Bullies would call Lottie’s limb (pictured left) ‘snake arm’ and ‘hook hand’. Since having the prosthetic made in January, she has learnt how to colour in with her new hand (seen right)

Ms Wilson is pictured fitting the prosthetic on Lottie’s arm, which she is ‘so excited’ about

As a toddler (pictured left), other children in the park would tease Lottie and even parents stared. She finally had the prosthetic (right) fitted after three years on the waiting list

Lottie’s arm made her the victim of cruel bullies, with even adults staring at her birth defect. 

‘There have been times when other children tease Lottie in the park and say “ew look at her snake arm” or “hook hand” and surround her, pull her or have run away,’ Ms Dale said.

‘It isn’t just children, but parents too, who tend to stare a lot which is so upsetting for us as parents.’

Despite all she has endured, Lottie accepted her condition for most of her life.  

‘It is only recently Lottie has started to question why she is “different” and wonders why her little brother Ruben has two hands and she doesn’t,’ Ms Dale said. 

‘When she asks us about her arm, we just remind her she is even more special and it will never stop us from loving her.

‘We tell her often she is special and everyone is born differently and give her examples like some people have no legs, some people have red hair whilst others have blue eyes.’

Although thrilled with the results, Lottie’s parents are aware she will need new prosthetics as she grows.  

‘I am hoping prosthetics will become more affordable so we don’t have to worry about that when she’s old enough,’ Ms Dale said.

‘We were fortunate enough to receive her 3D plastic hand for free this time from the amazing charity as it has helped make her feel like other children her age. 

‘The help from this charity and Brighton Rehabilitation centre making adaptions have been amazing.’

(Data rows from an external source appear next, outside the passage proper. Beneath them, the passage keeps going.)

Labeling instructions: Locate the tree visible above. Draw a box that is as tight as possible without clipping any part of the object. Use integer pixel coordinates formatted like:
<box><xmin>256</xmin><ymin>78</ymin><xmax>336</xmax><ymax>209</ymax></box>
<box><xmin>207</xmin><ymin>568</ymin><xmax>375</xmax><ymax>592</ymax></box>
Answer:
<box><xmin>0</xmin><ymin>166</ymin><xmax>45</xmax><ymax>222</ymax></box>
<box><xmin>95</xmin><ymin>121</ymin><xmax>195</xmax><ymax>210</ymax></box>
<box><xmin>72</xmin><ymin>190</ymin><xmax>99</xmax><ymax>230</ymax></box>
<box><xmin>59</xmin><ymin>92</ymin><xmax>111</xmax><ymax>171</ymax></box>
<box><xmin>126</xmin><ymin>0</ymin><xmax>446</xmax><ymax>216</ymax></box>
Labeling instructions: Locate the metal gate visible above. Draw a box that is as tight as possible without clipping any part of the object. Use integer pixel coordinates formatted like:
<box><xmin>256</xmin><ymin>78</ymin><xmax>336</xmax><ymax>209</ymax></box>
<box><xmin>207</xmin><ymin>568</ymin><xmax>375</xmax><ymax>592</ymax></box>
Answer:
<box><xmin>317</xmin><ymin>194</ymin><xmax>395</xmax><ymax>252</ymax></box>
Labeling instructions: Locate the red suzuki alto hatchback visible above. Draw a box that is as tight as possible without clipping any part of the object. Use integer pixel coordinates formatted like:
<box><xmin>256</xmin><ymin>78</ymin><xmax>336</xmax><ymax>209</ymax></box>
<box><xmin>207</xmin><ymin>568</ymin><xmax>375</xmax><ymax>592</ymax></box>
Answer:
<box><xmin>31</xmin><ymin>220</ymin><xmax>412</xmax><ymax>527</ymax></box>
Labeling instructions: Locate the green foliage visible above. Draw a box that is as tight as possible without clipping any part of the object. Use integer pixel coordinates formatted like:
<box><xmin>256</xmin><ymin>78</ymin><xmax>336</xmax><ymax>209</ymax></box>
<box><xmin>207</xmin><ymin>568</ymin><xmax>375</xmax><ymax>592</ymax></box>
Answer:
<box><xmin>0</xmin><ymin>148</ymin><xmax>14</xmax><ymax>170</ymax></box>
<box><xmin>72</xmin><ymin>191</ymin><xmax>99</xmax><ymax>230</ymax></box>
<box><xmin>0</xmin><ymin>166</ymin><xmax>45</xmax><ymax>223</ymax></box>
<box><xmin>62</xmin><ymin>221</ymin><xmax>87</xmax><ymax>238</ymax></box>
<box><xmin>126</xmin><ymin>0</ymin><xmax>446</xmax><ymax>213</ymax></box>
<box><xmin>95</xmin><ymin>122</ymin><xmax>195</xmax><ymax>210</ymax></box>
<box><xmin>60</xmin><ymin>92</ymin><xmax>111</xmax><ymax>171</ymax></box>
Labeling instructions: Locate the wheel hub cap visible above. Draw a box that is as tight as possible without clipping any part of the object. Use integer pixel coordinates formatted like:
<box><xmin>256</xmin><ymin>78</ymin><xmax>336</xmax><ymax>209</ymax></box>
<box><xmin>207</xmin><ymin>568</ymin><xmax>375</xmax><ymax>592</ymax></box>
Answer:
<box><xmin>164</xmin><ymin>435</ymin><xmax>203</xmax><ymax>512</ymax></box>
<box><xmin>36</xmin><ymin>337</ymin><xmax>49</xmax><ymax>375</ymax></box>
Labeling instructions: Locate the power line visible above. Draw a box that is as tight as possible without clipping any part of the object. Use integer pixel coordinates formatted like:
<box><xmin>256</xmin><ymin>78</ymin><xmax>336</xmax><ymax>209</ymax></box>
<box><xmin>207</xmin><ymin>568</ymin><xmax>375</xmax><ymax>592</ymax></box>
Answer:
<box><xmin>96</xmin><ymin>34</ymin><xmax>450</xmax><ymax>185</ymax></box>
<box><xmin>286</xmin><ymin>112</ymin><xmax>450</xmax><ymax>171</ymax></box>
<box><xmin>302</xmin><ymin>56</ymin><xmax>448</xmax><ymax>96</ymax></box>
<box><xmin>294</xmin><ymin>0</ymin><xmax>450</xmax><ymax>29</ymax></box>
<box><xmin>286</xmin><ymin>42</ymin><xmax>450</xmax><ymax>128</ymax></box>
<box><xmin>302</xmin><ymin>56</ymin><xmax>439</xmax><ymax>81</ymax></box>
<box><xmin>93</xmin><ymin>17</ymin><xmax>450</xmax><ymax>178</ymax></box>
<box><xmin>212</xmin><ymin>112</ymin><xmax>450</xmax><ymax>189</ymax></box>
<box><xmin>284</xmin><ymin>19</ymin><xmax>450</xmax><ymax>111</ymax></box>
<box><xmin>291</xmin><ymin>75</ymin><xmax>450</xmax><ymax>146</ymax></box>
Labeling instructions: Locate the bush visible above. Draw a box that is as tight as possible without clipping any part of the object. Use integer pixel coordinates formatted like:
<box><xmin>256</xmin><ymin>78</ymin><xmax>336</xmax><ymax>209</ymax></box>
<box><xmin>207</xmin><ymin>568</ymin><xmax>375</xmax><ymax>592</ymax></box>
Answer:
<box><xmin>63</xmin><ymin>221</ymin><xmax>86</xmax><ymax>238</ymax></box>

Team UnLimbited is a collaboration between Drew Murray and Stephen Davies, who design, build, fit and deliver 3D printed hands and arms for free.

The limbs have flexible arms, which are operated by leads running from the user’s elbow. 

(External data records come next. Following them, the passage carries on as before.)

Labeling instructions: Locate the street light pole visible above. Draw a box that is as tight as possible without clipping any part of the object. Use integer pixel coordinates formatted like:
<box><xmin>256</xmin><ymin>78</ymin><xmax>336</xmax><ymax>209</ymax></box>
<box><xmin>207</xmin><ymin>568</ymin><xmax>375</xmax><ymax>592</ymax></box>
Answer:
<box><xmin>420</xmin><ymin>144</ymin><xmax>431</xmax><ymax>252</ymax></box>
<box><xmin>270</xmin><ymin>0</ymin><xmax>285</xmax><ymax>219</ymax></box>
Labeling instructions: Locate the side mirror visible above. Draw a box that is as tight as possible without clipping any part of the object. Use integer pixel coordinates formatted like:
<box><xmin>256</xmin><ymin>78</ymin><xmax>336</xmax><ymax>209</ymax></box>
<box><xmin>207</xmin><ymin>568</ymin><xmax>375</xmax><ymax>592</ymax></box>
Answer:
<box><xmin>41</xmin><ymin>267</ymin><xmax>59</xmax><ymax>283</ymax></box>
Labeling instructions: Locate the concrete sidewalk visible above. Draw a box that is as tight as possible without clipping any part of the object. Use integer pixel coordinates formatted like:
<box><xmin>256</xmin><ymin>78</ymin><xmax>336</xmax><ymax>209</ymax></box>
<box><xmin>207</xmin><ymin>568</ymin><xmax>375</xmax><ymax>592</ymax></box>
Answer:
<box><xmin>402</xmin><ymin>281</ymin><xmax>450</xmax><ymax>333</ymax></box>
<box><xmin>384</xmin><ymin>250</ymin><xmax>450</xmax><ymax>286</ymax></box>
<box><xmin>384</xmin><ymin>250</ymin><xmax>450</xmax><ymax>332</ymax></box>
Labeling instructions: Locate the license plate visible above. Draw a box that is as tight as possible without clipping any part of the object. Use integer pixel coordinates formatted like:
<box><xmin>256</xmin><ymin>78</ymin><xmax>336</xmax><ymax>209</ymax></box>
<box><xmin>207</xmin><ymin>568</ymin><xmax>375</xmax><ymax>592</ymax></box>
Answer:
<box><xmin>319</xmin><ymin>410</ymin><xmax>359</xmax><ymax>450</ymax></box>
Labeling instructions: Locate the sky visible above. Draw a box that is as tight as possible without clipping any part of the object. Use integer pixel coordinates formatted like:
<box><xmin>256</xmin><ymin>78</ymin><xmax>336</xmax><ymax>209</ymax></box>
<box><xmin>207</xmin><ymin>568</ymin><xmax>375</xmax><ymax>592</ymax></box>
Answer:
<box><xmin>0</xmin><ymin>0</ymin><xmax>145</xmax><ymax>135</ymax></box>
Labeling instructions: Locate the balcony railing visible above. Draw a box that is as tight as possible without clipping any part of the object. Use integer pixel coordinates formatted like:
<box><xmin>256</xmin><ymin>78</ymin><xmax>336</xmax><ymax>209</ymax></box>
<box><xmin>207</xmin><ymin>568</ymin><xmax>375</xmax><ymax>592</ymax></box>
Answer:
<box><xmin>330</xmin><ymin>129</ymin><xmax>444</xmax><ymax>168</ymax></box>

The charity has built around 100 devices for people between four and 70 years old in the UK since its 2015 launch.

Pictured before she received the prosthetic, Lottie accepted her defect until recently

Her new limb enables the youngster to play like any other child and she loves her hula hoop


Amniotic band syndrome (ABS) occurs when an unborn baby becomes entangled in fibrous string-like tissue that restricts its blood flow.

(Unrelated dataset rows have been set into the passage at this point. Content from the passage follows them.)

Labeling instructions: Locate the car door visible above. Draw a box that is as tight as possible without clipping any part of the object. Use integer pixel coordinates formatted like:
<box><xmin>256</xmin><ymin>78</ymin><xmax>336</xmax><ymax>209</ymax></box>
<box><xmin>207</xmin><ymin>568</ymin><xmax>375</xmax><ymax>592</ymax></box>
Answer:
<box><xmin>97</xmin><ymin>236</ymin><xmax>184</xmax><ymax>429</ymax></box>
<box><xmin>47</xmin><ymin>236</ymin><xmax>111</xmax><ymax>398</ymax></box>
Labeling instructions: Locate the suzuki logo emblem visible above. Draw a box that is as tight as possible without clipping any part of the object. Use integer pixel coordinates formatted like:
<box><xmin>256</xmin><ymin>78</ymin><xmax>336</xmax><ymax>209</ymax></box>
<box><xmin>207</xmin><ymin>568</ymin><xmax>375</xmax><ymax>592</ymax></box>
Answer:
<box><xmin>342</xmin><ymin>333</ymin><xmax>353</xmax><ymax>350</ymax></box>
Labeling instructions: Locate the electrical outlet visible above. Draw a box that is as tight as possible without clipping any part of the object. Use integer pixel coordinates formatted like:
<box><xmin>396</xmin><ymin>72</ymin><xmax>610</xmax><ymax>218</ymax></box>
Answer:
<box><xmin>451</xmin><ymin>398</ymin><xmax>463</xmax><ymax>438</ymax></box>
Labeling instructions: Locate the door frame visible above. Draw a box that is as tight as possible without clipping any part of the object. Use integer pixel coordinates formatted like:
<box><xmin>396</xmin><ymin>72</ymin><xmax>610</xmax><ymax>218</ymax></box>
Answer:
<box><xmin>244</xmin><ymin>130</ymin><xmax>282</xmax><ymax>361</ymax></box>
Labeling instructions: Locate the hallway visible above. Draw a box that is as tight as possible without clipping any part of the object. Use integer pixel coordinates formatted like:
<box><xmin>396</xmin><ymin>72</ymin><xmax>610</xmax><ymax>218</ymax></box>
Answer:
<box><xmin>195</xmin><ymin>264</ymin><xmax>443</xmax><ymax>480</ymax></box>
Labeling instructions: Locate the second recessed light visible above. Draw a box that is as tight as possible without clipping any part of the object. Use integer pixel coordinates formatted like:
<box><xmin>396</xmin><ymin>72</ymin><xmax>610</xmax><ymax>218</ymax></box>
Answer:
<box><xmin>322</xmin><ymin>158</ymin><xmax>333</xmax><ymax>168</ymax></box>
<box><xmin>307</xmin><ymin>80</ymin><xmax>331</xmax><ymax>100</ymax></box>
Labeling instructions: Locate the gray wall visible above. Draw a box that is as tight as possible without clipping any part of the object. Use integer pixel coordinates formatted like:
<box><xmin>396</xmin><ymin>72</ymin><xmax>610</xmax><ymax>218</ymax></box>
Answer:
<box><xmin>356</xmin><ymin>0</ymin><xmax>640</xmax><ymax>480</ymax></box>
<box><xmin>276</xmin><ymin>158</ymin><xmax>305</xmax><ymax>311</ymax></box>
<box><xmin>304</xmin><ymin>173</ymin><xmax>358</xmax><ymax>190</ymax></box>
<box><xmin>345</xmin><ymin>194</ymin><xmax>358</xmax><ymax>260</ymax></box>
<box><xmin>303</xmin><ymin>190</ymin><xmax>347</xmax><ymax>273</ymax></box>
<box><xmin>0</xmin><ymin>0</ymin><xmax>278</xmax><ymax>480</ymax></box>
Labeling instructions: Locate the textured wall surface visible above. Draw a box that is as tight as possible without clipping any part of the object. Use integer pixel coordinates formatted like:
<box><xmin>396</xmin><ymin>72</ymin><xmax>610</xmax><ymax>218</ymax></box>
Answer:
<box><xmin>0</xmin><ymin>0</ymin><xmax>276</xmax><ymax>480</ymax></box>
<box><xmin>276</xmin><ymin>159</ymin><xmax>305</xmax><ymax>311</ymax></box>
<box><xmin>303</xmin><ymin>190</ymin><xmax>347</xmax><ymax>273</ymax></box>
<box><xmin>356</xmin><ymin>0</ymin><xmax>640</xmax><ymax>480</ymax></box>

It affects around one in 1,200 live births worldwide and is believed to be the cause of 178 in 10,000 miscarriages. 

If the bands wrap around a limb, it may become amputated in the womb.  If across the face, it can cause clefts.

Miscarriages can occur if the band wraps around the umbilical cord.

Up to 31.5 per cent of clubfoots are associated with ABS. 

It can also cause webbed digits, nail deformities and stunted bone growth.

ABS occurs randomly and is not genetic or a result of the mothers’ actions.

Surgery can free babies of such bands in the womb.

Procedures can also help to rectify webbed digits, while prosthetics can aid amputations.